If you have a disability or are traveling with someone with a disability, there are some standout destinations. We know that everyone is different and has their own unique preferences. Whether it’s friendly and knowledgeable staff or disability-friendly amenities, there are quite a few locations and destinations that will suit a variety of needs.
When it’s a specific location you want, there are six places around the world known for being extremely disability-friendly. Walt Disney World in Orlando is widely known for its wheelchair accessibility. Not only does it offer accessible rides and shows, but there are also plenty of accessible restrooms across the park as well as disability parking lots. On top of all of this, there is also the Disability Access Service feature that allows guests to return to an experience if they can’t tolerate those excruciatingly long lines. Disney World has more than 34,000 reviews on TripAdvisor, and it still stands tall at 4.5 stars, making it a top location on our list.

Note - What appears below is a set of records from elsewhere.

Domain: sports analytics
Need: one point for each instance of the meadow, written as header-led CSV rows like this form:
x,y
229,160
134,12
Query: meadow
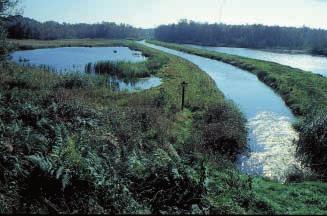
x,y
69,144
305,94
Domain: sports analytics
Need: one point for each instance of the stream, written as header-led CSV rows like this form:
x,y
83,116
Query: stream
x,y
271,135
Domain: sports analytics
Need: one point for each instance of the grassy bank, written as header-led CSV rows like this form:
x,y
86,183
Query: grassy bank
x,y
301,90
71,145
304,92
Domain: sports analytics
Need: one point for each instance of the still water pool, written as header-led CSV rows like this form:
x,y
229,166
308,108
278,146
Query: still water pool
x,y
74,59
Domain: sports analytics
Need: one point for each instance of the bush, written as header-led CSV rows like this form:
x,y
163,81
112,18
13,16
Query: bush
x,y
312,145
223,130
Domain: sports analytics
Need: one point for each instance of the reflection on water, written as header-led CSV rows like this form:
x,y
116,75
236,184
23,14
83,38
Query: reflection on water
x,y
271,135
135,85
315,64
74,59
273,153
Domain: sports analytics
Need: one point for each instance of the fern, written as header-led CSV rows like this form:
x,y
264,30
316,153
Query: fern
x,y
47,167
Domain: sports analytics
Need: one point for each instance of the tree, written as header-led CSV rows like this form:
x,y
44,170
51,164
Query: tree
x,y
7,8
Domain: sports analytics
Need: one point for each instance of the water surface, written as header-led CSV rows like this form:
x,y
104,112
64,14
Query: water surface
x,y
315,64
271,135
74,59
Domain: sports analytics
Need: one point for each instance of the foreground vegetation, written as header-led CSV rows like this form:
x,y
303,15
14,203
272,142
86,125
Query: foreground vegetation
x,y
71,145
304,92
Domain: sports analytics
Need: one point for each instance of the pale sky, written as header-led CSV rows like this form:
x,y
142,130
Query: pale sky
x,y
151,13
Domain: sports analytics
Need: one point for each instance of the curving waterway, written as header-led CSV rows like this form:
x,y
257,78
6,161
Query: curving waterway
x,y
271,135
315,64
74,59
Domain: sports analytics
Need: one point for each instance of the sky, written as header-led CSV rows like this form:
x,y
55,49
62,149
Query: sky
x,y
151,13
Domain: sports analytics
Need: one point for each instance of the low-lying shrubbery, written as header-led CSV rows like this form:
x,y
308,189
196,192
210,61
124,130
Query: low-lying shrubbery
x,y
120,69
312,146
304,92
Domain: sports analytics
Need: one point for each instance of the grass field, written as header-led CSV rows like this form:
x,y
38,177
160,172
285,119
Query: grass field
x,y
69,144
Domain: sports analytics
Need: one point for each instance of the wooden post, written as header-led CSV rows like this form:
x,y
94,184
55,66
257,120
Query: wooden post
x,y
184,84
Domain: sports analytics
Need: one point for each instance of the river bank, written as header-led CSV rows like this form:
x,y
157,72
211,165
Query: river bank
x,y
128,153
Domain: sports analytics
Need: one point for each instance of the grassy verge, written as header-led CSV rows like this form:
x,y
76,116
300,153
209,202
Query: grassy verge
x,y
71,145
301,90
304,92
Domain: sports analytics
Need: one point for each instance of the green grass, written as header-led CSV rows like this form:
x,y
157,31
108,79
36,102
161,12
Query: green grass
x,y
70,144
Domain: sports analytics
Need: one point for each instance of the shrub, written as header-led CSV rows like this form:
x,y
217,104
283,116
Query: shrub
x,y
223,130
312,145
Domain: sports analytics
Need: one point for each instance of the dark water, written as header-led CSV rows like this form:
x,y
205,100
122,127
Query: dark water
x,y
315,64
270,128
74,59
138,85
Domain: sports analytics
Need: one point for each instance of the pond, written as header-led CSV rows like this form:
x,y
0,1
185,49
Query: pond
x,y
315,64
74,60
134,86
271,135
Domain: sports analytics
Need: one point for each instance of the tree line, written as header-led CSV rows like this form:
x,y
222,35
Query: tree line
x,y
19,27
247,36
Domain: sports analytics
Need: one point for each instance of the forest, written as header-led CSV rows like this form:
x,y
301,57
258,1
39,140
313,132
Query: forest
x,y
19,27
247,36
75,143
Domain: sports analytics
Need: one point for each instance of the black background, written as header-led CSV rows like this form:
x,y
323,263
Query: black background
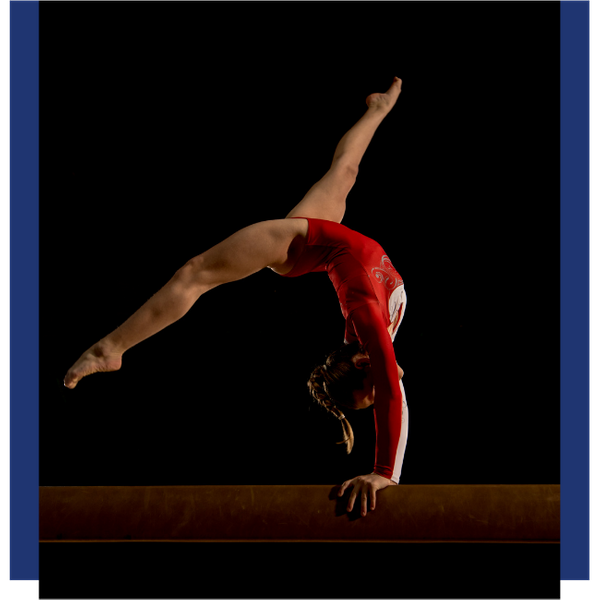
x,y
164,131
166,128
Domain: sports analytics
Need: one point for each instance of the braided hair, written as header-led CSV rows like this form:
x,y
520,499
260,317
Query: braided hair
x,y
331,384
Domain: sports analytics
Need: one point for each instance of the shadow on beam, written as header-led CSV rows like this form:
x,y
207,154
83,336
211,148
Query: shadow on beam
x,y
404,513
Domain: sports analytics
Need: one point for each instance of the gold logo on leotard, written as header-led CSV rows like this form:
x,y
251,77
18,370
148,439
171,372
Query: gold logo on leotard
x,y
386,274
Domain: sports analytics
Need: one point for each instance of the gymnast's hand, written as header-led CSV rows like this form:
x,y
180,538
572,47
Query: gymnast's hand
x,y
366,486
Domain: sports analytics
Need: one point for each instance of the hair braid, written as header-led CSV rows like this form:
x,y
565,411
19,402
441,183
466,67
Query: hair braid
x,y
325,384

There are a couple of other theme parks that make the list as well, such as Dollywood and Morgan’s Wonderland. Morgan’s Wonderland is a theme park in San Antonio, TX, that is described as the world’s first ultra-accessible theme park. This theme park prides itself on the inclusion of all major disabilities, with free admission to any of those with a special need (this focuses heavily on intellectual, sensory, and physical disabilities). Dollywood is located in Pigeon Forge, TN, and not only has ride accessibility but also a calming area for those who might have sensory overload while visiting.
Yellowstone National Park is a beloved park for everyone, but it’s known to be great for those who may have sensory impairments. Those who have vision impairments are guided to use their other senses like listening to the echoes of the park or smelling nature. Those with hearing impairments are guided to use their other senses as well like looking at the beauty of the park or smelling distinct smells as well. Whatever your sensory disability may be, Yellowstone is known for its specific sights, sounds, and smells that are unlike anywhere else—making it the perfect place to heighten the senses that are not impaired.

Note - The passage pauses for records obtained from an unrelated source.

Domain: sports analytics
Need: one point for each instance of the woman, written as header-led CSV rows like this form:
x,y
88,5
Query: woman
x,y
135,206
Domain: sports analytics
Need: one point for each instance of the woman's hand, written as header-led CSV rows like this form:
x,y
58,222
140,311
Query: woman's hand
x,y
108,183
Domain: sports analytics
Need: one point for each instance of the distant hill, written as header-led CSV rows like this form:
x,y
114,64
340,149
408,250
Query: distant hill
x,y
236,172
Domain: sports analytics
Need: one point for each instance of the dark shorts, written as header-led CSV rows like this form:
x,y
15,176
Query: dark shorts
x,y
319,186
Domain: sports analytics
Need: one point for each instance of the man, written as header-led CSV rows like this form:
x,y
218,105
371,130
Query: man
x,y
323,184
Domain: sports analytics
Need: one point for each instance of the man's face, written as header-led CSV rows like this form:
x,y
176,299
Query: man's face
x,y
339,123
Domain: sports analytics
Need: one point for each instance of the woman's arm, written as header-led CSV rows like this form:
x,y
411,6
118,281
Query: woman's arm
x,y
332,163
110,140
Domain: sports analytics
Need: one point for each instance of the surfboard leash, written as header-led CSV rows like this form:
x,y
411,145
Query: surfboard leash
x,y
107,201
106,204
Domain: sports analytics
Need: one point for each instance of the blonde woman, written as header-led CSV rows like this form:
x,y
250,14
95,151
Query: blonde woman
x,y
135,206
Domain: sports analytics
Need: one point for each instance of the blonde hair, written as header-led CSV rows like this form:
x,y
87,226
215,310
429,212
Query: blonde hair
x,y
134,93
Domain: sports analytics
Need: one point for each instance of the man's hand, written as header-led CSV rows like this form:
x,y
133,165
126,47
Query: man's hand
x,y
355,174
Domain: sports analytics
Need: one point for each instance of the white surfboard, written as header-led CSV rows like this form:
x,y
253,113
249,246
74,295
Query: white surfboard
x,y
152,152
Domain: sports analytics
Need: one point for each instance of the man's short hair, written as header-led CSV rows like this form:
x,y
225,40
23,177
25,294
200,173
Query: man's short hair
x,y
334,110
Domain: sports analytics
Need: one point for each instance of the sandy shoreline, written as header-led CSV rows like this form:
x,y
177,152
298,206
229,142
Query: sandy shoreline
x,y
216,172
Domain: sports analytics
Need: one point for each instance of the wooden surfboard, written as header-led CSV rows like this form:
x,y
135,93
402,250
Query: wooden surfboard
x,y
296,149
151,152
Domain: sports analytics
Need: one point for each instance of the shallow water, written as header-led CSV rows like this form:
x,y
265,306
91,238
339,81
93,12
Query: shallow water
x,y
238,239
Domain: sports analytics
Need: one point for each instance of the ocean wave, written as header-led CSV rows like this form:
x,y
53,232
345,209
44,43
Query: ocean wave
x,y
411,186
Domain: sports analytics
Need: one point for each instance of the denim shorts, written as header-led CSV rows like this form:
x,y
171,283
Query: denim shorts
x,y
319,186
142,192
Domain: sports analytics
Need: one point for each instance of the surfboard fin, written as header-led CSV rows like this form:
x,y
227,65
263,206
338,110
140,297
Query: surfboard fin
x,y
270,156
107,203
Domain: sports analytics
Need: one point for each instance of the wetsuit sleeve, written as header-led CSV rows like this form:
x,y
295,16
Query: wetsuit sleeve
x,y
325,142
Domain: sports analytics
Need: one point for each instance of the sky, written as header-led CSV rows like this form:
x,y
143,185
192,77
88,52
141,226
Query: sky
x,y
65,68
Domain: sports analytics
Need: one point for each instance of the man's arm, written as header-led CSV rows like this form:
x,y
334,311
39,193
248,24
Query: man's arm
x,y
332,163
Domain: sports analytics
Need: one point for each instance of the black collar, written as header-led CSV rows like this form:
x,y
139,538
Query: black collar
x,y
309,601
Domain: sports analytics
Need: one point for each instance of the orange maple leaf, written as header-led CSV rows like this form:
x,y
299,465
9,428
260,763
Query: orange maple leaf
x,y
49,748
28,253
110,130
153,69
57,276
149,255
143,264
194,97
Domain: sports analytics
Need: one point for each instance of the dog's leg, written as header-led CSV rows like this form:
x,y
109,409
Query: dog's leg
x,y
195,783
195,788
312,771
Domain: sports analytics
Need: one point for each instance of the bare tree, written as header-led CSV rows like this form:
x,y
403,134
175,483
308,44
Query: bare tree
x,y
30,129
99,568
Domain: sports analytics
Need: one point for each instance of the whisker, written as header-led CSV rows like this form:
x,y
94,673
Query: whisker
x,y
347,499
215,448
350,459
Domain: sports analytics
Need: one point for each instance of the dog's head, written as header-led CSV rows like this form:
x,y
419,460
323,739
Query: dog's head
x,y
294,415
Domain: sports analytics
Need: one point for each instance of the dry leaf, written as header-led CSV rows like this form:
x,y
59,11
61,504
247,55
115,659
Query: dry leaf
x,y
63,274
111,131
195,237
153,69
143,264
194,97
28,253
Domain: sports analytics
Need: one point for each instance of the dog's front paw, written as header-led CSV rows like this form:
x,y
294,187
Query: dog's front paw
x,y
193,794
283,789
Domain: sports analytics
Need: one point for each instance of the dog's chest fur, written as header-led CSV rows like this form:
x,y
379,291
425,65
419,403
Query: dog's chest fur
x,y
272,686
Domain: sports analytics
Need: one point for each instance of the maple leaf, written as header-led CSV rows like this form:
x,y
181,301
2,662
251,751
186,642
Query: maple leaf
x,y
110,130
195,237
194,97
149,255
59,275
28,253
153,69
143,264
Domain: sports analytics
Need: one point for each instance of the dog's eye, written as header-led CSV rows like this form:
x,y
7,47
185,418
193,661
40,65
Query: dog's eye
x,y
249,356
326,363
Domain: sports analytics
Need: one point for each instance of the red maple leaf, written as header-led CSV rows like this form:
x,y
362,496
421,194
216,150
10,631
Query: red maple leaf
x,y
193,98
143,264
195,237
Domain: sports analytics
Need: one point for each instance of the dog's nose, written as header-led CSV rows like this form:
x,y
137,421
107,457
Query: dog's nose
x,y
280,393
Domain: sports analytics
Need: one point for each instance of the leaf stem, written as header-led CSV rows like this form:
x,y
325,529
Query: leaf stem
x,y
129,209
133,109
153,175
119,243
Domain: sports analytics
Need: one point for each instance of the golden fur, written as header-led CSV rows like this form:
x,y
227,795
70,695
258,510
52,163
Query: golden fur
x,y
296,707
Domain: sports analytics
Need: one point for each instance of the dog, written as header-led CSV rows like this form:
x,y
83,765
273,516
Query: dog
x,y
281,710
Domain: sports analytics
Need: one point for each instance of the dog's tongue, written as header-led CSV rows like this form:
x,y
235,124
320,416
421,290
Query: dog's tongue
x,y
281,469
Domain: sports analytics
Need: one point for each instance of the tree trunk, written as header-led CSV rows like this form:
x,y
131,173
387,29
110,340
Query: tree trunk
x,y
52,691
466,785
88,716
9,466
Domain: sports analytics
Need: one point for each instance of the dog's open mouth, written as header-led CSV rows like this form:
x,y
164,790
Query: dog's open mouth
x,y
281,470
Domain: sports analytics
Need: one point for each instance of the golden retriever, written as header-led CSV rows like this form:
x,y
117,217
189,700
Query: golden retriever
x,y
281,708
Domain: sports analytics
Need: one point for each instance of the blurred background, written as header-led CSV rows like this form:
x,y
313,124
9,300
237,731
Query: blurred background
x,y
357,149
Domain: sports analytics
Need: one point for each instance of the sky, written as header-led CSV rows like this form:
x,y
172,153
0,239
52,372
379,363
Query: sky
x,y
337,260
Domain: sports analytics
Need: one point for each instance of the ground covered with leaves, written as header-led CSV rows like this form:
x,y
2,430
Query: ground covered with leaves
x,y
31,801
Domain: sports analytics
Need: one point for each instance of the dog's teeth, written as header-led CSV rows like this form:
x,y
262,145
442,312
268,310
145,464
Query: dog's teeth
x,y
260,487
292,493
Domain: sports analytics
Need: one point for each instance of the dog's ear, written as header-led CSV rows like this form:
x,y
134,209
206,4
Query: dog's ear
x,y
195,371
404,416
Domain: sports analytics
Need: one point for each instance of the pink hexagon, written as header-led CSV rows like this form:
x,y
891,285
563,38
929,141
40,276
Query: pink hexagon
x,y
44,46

When it comes to international locations, India’s Golden Triangle has several wheelchair-accessible tours that allow you to soak up some of the country’s culture and history. Meanwhile, Mexico is home to One&Only Palmilla, which is a resort that focuses on mental wellness, freeing your mind of anxiety and connecting to your spiritual journey.
When it isn’t a specific location but a general destination that you want, there are five other places to consider. For your mental health or psychiatric disability, Kyoto, Japan, and Lanai, Hawaii, are the top choices for a much-needed mental refresh. According to the American Psychological Association, there is a strong correlation between spending time outside and boosting our mental health. Kyoto and Lanai both have an extraordinary number of activities to enjoy outside. While Kyoto has temples, shrines, and mountains, Lanai has its very own wellness retreat along with several pristine beaches away from any crowds.
As far as physical disabilities go, Colorado and Asheville, NC, are known to be quite accommodating. Colorado has several handicap-accessible attractions like Echo Canyon River Expeditions or the Ghost Town Museum, while Asheville has large sidewalks and several accessible hiking trails. Colorado is also a friend to intellectual disabilities and was actually ranked by Autism Parenting as one of the most supportive states for parents raising children with autism.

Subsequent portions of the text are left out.